Il corso, di due giorni, è stato tenuto dalla dottoressa
Laura Maria Zorzella, psicoterapeuta, responsabile del Centro pastorale della provincia lombardo-veneta dei Fatebenefratelli, che ha promosso anche l’idea di esperienze personali fra gli operatori, un modo importante per rendersi conto dei malesseri e dei benefici che si riscontrano, rimuovendo quei sensi si odio che a volte pervadono fino a scaturire rabbia e vendetta.
"Tutti abbiamo bisogno, in certi momenti della vita - spiega
fra Marco Fabello, responsabile scientifico del corso condotto il 9 e il 16 marzo - di perdonare e di essere perdonati. Senza perdono, si finirebbe per rimanere avvinti al male fatto o subito, si continuerebbe a soffrire in noi stessi e si rimarrebbe prigionieri del passato, sciupando le opportunità che il presente ci offre». Per questo, al centro San Giovanni di Dio di Brescia, spiegano agli operatori sanitari come incamminarsi nella 'via della riconciliazione', attraverso esercitazioni individuali e di gruppo sul valore delle emozioni, sul significato del tempo e della resilienza”.

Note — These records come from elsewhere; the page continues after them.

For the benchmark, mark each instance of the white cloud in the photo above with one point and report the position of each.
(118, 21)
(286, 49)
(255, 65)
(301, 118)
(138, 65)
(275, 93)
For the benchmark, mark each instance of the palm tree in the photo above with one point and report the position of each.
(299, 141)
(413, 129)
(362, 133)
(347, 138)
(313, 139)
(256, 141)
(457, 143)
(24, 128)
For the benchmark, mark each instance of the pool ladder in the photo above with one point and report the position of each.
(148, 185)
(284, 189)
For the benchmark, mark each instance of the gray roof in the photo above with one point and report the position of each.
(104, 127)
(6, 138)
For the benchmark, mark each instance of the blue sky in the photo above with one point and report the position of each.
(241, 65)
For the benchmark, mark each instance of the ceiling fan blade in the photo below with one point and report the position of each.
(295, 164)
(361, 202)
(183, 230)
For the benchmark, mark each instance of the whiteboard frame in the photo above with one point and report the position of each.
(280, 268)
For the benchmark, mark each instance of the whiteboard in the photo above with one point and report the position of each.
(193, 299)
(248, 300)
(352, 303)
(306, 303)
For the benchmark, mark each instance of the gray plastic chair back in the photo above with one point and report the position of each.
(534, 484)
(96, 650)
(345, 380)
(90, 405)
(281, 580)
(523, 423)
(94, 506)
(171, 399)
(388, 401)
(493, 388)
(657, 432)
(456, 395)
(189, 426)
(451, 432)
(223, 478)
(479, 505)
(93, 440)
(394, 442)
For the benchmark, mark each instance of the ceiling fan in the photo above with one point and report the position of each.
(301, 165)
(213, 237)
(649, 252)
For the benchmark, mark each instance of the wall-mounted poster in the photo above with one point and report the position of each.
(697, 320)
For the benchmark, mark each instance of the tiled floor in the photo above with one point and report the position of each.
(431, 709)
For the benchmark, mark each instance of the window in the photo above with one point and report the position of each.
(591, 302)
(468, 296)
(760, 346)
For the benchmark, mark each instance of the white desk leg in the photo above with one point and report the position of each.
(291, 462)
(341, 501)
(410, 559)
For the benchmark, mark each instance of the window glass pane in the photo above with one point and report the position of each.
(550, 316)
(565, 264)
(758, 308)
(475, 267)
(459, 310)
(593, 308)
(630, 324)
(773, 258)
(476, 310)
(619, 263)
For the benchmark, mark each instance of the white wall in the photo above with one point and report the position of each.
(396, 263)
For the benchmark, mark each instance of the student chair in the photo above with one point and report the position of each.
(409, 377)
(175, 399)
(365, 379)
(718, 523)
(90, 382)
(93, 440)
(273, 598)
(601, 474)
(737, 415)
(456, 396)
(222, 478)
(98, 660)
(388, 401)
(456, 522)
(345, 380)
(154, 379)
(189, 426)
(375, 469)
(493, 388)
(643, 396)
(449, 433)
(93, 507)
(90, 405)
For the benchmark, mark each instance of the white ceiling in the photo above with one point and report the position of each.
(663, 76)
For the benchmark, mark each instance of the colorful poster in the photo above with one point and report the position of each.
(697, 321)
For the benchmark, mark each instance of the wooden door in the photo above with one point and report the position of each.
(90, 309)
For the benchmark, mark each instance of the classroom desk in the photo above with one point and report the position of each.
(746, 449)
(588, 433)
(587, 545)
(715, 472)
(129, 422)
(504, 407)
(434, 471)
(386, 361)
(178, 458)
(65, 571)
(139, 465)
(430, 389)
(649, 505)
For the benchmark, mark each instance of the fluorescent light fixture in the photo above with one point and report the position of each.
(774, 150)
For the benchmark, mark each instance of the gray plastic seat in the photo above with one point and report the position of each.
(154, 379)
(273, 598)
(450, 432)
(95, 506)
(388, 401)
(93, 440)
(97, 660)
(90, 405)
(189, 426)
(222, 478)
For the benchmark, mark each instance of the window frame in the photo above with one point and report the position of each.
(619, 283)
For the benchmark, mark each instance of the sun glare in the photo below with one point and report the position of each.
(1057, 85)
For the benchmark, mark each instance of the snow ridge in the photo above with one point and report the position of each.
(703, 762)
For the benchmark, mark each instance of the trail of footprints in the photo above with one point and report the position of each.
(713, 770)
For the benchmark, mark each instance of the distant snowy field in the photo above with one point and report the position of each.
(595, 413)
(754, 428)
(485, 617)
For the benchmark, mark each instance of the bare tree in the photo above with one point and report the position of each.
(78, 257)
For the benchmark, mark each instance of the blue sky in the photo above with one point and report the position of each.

Nella fase terapeutica del persone si può essere attivi o passivi e per entrambe le situazioni valgono gli stessi principi. "Le offese - spiega la dottoressa Laura Maria Zorzella, docente del corso - provocano, in chi le subisce, una sofferenza persistente, che ne altera il benessere psicofisico. Dal punto di vista cognitivo, sentirsi offesi provoca incredulità, smarrimento, senso di impotenza che si traducono sul piano emotivo in rabbia, indignazione, vergogna ma anche paura e senso di colpa. Tutto ciò porta a covare sentimenti di vendetta o di fuga (che può voler dire anche rifugio nell’alcol o nelle droghe). Tutte emozioni, queste, che fanno star male”.

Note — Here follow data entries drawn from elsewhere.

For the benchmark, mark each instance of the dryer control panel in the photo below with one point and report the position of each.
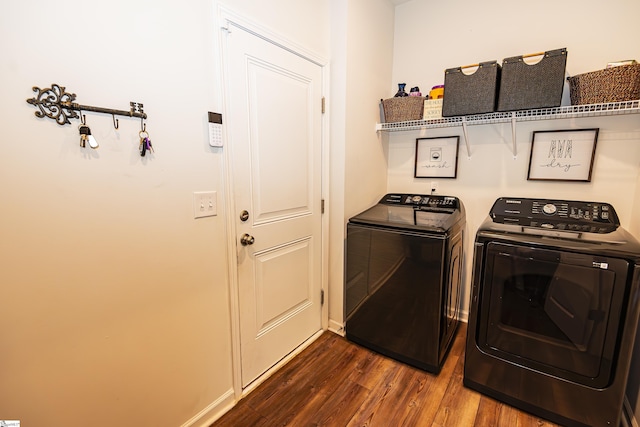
(593, 217)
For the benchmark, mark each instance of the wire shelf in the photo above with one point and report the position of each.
(566, 112)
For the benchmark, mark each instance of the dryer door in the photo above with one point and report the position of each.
(555, 312)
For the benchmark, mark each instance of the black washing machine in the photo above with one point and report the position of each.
(403, 273)
(554, 309)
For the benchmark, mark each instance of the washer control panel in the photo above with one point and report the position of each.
(594, 217)
(422, 201)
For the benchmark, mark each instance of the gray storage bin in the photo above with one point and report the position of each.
(474, 93)
(524, 87)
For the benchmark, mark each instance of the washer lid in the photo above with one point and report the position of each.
(413, 212)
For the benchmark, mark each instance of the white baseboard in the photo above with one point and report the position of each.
(336, 327)
(628, 416)
(213, 411)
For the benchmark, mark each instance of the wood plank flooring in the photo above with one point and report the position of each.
(334, 382)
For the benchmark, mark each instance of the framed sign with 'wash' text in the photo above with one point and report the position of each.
(436, 157)
(562, 155)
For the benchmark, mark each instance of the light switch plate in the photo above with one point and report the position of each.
(205, 203)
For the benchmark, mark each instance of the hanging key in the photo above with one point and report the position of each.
(145, 143)
(84, 132)
(148, 142)
(85, 136)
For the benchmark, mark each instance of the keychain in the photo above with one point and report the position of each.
(85, 136)
(145, 143)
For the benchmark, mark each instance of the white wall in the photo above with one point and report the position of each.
(362, 45)
(433, 36)
(115, 301)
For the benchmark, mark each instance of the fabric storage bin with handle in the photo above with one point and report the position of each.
(403, 109)
(468, 91)
(525, 85)
(615, 84)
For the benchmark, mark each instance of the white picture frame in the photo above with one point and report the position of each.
(562, 155)
(436, 157)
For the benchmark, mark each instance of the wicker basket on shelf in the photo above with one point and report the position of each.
(403, 109)
(615, 84)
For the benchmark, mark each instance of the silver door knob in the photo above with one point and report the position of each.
(247, 239)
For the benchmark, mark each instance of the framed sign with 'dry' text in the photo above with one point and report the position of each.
(562, 155)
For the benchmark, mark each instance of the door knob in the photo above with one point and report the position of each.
(247, 239)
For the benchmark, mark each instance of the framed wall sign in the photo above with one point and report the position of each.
(436, 157)
(562, 155)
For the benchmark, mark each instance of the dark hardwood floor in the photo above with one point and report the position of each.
(334, 382)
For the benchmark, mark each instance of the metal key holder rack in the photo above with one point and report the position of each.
(58, 104)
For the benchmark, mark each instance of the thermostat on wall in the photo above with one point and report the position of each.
(215, 129)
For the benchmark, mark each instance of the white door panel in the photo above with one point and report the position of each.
(275, 141)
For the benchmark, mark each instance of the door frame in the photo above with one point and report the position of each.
(227, 21)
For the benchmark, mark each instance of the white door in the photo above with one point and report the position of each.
(274, 124)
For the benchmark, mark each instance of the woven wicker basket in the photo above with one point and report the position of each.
(615, 84)
(403, 109)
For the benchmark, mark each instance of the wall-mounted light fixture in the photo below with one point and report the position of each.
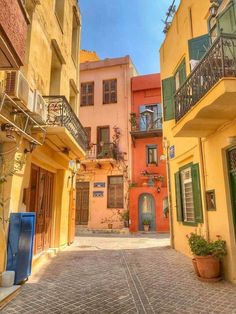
(32, 146)
(213, 8)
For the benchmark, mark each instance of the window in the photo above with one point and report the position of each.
(59, 12)
(109, 91)
(75, 38)
(88, 132)
(87, 94)
(180, 75)
(150, 117)
(115, 192)
(188, 194)
(151, 151)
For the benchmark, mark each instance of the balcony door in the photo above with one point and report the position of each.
(103, 139)
(82, 203)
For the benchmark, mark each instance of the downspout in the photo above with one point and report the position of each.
(203, 176)
(168, 173)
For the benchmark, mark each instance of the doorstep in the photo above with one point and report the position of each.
(42, 258)
(7, 294)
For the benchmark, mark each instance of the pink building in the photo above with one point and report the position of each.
(148, 190)
(104, 176)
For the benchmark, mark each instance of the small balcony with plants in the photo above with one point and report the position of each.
(145, 124)
(206, 100)
(64, 130)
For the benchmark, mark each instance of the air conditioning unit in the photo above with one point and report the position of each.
(17, 87)
(40, 107)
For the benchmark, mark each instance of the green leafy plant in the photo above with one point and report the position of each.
(146, 222)
(201, 247)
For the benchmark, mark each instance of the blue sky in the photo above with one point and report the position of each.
(115, 28)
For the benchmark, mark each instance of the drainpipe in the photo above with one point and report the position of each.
(203, 176)
(168, 173)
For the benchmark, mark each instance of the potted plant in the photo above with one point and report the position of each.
(208, 255)
(146, 224)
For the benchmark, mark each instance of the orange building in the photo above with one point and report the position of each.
(148, 189)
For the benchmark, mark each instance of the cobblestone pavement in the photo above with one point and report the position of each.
(121, 274)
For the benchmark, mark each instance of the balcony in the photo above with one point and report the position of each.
(64, 130)
(207, 99)
(145, 125)
(13, 34)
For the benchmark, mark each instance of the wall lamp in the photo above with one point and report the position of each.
(32, 146)
(213, 8)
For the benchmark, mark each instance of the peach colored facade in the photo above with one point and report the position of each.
(146, 91)
(96, 169)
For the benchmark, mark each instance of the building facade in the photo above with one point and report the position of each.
(148, 200)
(199, 85)
(42, 138)
(103, 178)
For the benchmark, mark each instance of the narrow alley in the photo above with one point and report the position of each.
(103, 273)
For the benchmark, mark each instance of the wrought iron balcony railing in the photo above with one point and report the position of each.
(60, 113)
(145, 122)
(103, 151)
(218, 62)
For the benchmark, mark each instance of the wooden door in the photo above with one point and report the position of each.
(71, 229)
(147, 211)
(82, 203)
(40, 201)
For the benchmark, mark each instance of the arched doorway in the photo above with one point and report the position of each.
(147, 211)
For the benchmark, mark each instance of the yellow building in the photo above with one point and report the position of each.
(41, 136)
(198, 72)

E allora, che cosa fare? "Il perdono - rimarca Zorzella - è terapeutico, perché aiuta l’individuo a liberarsi di una situazione stressante, a consolidare stati mentali e comportamentali più adattivi alle situazioni, a migliorare le relazioni in cui la persona è coinvolta, talvolta perfino a ritrovare un senso sul piano esistenziale".

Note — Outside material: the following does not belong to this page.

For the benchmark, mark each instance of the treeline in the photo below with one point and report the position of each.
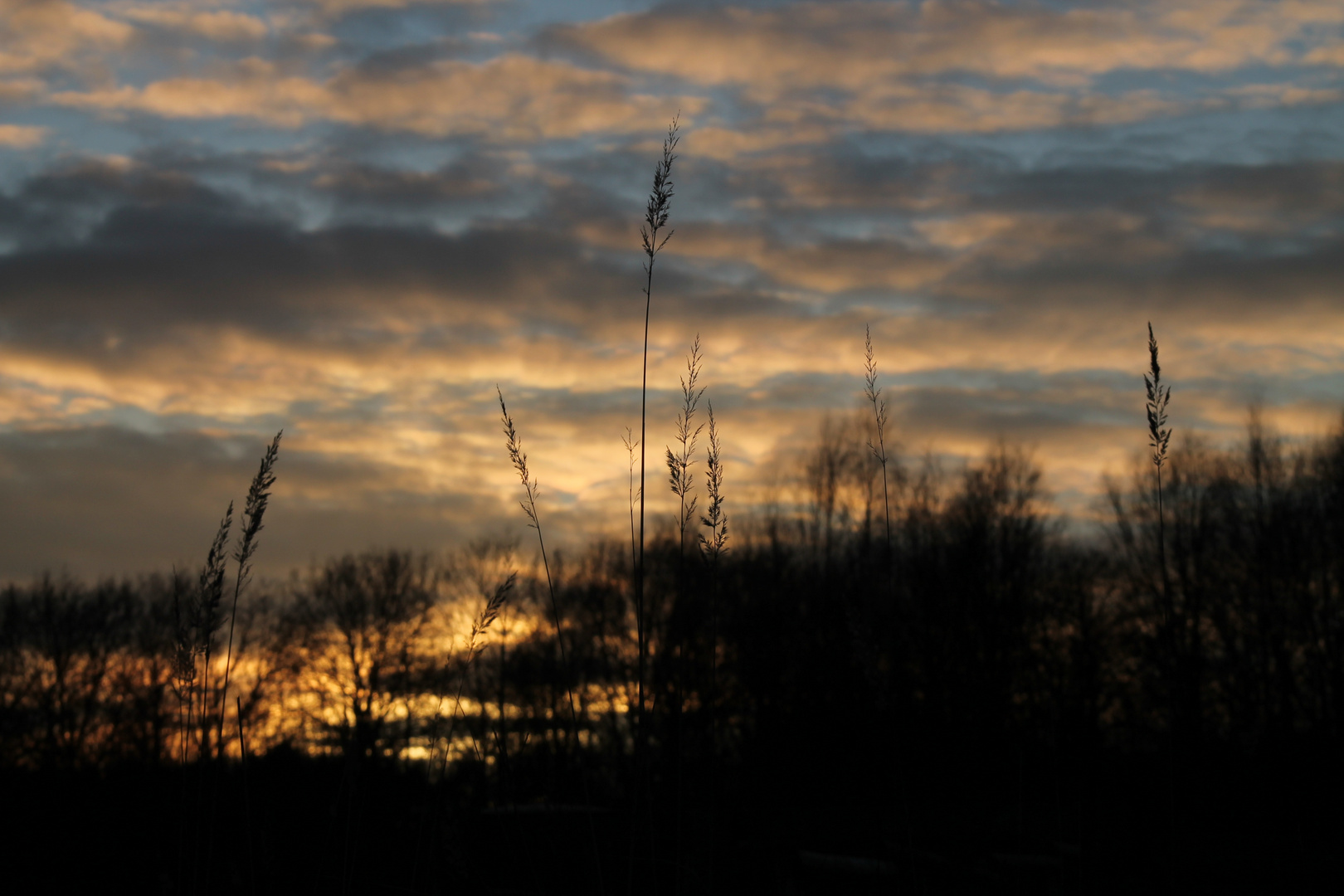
(968, 650)
(977, 616)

Ma come può avvenire? "Riuscire a perdonare aiuta a pensare al futuro con il desiderio di riprogettarsi, attivando risorse e la capacità di resilienza, mentre l'atteggiamento contrario fissa al passato (si continua a pensare all'offesa e a rimuginare sui propri comportamenti mancati e alla vendetta). Riuscire a perdonare aiuta peraltro a rivalutare i sentimenti legati alla speranza e alla compassione, verso se stessi, gli altri e a riprendere un eventuale cammino di fede. La prima cosa, allora, è capire la differenza tra perdono e riconciliazione. «Il primo è un processo unilaterale, che ha luogo nella vittima soltanto; il beneficio è sul piano personale con ricaduta positiva sulle relazioni interpersonali in generale. Anche la salute benefica di tutto ciò. La seconda, invece, è una conquista bilaterale, frutto di un impegno reciproco: anche all'offensore è richiesto un cammino di revisione interiore e il relativo concreto impegno al cambiamento dei propri atteggiamenti. L'effetto di questo duplice impegno tra offeso e offensore sarà un percorso volto alla riconciliazione che porterà a una reciprocità relazionale ritrovata e nuovamente espressa".